OpenStreetMap

iboates's Diary

Recent diary entries

I am a developer at an energy research institute, and so the topic of electric vehicles and charging stations is one that comes up often in my discussions with colleagues. One colleague mentioned that they were struggling to do a study in a specific city but was lamenting how hard it was to find data for them. Naturally, I suggested using OSM.

While not outright shot down, the idea was politely dismissed, citing that the OSM data is simply too unreliable and not detailed enough to perform the kind of analysis that they wanted.
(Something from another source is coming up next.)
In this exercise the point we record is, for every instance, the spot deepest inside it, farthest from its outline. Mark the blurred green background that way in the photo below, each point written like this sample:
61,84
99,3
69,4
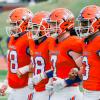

My initial reaction was to jump to the defense of OSM, but I realized that I don’t really know the data quality of this specific corner of the database.

I was already planning to attend the Karlsruhe OSM hackacthon at Geofabrik on February 26th and 27th, and so I decided I would make it my mission to analyze the quality of the charging station data as deeply as I could in those two days (and some time thereafter). Obviously, as with any analysis of OSM quality, seemingly simple questions balloon into exponentially difficult answers, fraught with tedious subtleties.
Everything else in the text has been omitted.